聖夜に舞い降りた天使









……どれぐらいたったのか





カチャッという遠慮がちな扉の音とともに年配の男女が入ってきた。


ようやくその音に意識を取り戻した僕はゆっくりと立ち上がった。


中年の女の人が僕の傍へ近づく。

「アンジュの叔母です。

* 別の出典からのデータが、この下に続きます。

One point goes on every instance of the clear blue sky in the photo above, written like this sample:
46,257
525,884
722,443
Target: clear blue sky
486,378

貴方がアンジュを見つけて病院へ運んでくれたって聞きました。
ありがとう……
バルト医師の話では、貴方はアンジュの友人、と…?」

「……えぇ」

僕は曖昧に頷いた。


彼女は僕の顔をじっと見つめ、
しばらく沈黙した後……
持っていた鞄から紙とペンを取り出した。


ベッドの脇のサイドテーブルに筆を走らせて紙を4つに折ると、僕の手に握らせた。





「よかったら……来て下さい……」





そして先に歩き出した男に続いて再び扉へと向かうと、一瞬だけ僕をチラリと見て扉を閉めた。





2人の足音が遠ざかる……










アンジュのいたベッドへと視線を移すと、サイドテーブルにアクアマリンのブレスレットが置かれていた。

ブレスレットを手にすると、ようやく僕も扉へと向かった。